Das Filmfestival Achtung Berlin!, bei dem wir mittlerweile zum fünften Mal Spielort sind, präsentiert zwar Produktionen aus Berlin, ist aber nicht an den Ort gebunden.
Jan Peters, Dokumentarfilm, 100 Min. (Wettbewerb Dokumentarfilm),OF (deutsch)
Eine Tasche, gefüllt mit unbelichteten und zum Teil abgelaufenem Analog Filmmaterial: Der Filmemacher nimmt dies zum Anlass, einen Monat lang jeden Tag eine dreiminütige Rolle zu belichten. Neben der Verbindung von Alltäglichem und Politischem geht es ihm dabei vor allem um die Frage nach dem Bild und Filmgeschichte mit großem ‚G‘ betrachtet er mit gleicher Herangehensweise wie die eigenen Familienaufnahmen.
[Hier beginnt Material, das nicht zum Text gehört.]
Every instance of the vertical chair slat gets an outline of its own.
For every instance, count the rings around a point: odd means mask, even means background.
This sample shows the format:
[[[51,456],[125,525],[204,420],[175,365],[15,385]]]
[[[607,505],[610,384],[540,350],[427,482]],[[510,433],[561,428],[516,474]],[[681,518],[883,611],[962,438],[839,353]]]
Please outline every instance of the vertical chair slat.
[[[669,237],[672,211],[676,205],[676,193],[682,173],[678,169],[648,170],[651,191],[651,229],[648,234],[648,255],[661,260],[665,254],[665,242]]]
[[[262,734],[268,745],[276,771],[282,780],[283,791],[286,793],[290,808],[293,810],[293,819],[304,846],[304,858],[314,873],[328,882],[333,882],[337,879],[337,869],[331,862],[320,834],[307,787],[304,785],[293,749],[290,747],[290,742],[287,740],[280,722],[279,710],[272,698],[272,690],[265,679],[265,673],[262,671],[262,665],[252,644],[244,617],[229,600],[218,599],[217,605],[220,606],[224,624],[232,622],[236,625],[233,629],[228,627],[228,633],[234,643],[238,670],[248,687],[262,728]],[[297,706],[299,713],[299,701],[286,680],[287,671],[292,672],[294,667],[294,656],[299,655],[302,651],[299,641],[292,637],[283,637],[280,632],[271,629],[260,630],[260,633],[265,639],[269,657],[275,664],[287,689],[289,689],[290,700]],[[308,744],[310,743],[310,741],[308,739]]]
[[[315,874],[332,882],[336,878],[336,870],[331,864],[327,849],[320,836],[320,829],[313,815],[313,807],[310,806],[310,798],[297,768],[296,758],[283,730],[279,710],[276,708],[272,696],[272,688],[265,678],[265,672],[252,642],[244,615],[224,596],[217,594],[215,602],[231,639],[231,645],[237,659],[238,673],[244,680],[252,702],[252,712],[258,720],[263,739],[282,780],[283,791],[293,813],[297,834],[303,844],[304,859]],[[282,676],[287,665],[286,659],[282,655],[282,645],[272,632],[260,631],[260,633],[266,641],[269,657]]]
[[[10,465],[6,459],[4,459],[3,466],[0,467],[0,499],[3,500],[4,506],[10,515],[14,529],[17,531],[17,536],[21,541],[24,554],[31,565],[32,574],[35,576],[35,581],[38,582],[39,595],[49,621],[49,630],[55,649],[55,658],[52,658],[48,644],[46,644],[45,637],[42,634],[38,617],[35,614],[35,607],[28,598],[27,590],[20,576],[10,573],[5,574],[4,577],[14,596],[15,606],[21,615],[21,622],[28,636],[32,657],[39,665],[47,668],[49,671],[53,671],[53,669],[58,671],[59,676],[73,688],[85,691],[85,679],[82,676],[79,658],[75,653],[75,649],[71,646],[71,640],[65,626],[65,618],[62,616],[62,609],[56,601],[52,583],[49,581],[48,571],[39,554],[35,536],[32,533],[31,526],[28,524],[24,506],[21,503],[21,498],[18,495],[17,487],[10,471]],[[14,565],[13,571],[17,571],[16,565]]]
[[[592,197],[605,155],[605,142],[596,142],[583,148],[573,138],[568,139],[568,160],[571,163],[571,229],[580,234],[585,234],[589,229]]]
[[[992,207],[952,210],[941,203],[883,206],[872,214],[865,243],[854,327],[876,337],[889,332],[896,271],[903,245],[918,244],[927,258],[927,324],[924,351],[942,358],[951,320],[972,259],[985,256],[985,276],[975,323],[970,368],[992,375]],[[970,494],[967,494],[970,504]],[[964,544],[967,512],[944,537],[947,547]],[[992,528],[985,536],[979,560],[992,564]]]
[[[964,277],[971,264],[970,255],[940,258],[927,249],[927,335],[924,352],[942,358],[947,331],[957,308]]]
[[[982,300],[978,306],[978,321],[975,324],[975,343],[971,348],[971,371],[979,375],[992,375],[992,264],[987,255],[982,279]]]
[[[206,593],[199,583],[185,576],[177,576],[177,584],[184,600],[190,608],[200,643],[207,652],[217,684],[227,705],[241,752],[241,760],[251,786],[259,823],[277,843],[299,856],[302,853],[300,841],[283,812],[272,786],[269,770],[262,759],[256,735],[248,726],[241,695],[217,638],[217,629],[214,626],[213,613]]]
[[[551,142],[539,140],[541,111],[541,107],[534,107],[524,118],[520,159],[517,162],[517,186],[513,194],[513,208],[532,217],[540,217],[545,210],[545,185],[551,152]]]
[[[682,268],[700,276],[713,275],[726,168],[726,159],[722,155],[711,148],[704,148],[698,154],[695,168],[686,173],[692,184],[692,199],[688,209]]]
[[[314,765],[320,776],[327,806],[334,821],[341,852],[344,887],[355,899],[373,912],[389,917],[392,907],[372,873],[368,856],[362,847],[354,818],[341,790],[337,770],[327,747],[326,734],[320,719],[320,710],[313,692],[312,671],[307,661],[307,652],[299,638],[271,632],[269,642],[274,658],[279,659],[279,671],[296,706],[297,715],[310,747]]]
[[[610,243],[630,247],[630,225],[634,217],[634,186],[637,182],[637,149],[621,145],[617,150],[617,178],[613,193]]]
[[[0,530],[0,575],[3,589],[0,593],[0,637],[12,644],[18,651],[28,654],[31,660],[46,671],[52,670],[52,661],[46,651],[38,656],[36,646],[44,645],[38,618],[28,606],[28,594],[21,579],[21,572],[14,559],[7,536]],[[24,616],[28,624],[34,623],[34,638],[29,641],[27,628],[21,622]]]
Die Fragen danach, welche Bilder wann, mit welcher Technik, von wem und für wen hergestellt werden, ergänzt Peters mit Fragen nach der Relevanz von verwendetem Klebstoff und Montage. Alle 31 Filmrollen, aus denen Eigentlich eigentlich Januar besteht, kommentiert er – und wird immer wieder vom abrupten Ende der Rolle mitten im Satz unterbrochen.
Uraufführung 46. Duisburger Filmwoche
Regie Jan Peters Dramaturgie Marie-Catherine Theiler Darsteller:in Ada, Agnes Meyer-Brandis, Alexandra Münzner, Alexandra Scheele-Baer, Alix Kokula, Alma Amrami Peters Farbkorrektur Mikola Debik Ton Pit Przygodda Musik Pit Przygodda Produktion Jan Peters
Sönje Storm, Dokumentarfilm 85 Min. (Wettbewerb Dokumentarfilm, Berlin-Premiere), OmeUT (deutsch, plattdeutsch) mit englischen UT
350 ausgestopfte Vögel. 3000 Schmetterlinge, Pilze, Käfer. Die Sammlung ist obsessiv und poetisch. Objekte wurden in akribischer Arbeit präpariert und sortiert, Fotografien über Stunden, Tage und Wochen mit der Hand koloriert: Regisseurin Sönje Storm öffnet in ihrem Film den Nachlass ihres Urgroßvaters, des Bauern Jürgen Friedrich Mahrt (1882−1940). Während des Ersten Weltkriegs zum Fotografen ausgebildet, beobachtet dieser ab 1919 die Veränderungen in seiner Heimat Schleswig-Holstein und dokumentiert die menschlichen Eingriffe in die Naturlandschaften sowie die Zerstörung von Ökosystemen – Bilder aus der Frühzeit des Anthropozäns.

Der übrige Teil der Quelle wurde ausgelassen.